Toutefois, Filgueiras a dit que "des immigrés clandestins, que nous appelons les sans-papiers, ont aussi besoin de protection".

"Des immigrés sans papiers sont également victimes de la pauvreté et du manque d'informations adéquates. Eux aussi sont exposés aux réseaux qui exploitent le travail des esclaves et obligent des gens à la prostitution, qui conduit d'habitude aux maladies sexuellement transmissibles comme le SIDA", a-t-elle indiqué. Selon le Fonds des Nations Unies pour l'enfance (UNICEF), il y a des preuves que plusieurs enfants angolais ont été conduits en Namibie, où des garçons, et parfois des filles, sont soumis au travail forcé. Plusieurs filles sont entraînées par la ruse à émigrer avec de fausses promesses d'opportunités d'emploi, d'éducation ou même de mariage. En 2006, l'OIM a lancé une campagne en Angola et dans des pays voisins pour susciter la prise de conscience au sein des gouvernements et de la population dans la région du sud-ouest de l'Afrique, liée à un programme d'aide pour combattre le trafic humain en Afrique du Sud, en République démocratique du Congo (RDC), au Mozambique, en Namibie, en Zambie et au Zimbabwe.

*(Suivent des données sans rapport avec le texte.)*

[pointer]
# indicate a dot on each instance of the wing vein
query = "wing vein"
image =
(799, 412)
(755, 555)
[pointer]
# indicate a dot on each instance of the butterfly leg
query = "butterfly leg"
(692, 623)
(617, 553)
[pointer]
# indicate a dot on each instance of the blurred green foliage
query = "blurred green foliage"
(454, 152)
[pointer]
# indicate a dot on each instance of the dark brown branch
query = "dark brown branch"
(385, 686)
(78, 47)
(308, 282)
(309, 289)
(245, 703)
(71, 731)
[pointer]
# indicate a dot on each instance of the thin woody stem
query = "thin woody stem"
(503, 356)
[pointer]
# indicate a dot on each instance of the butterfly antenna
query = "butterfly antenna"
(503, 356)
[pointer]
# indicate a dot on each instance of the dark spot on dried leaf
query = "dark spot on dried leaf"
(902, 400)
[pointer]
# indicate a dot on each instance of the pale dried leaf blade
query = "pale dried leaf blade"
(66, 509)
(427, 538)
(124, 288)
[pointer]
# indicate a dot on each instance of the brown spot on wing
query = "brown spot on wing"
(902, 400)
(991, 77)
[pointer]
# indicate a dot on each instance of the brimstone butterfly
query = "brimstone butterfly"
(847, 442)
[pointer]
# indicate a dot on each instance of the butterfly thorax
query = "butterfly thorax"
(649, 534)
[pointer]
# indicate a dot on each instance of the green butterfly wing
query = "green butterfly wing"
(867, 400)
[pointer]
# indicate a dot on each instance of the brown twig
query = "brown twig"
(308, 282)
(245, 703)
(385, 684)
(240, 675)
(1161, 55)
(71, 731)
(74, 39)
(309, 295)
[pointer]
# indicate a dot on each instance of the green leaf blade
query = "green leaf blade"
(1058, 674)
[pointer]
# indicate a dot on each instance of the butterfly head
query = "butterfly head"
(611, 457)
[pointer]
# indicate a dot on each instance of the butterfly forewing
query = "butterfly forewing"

Dans une interview accordée à l'agence de presse portugaise 'Lusa', Schnoring a déclaré qu'elle disposait des informations sur le trafic des personnes en provenance de l'Angola vers la RDC et la Namibie voisines. "Ceci est un crime organisé, et l'OIM envisage de rassembler des descriptions de cas détaillées ", a-t-elle ajouté.

Des promesses de mariage ou un bon emploi sont les principales motivations offertes par les trafiquants. Mais dans le pays de destination, le rêve est rapidement brisé. La plupart des femmes victimes sont vendues aux maisons de passe, et les garçons et jeunes hommes sont vendus pour exécuter des travaux forcés non rémunérés.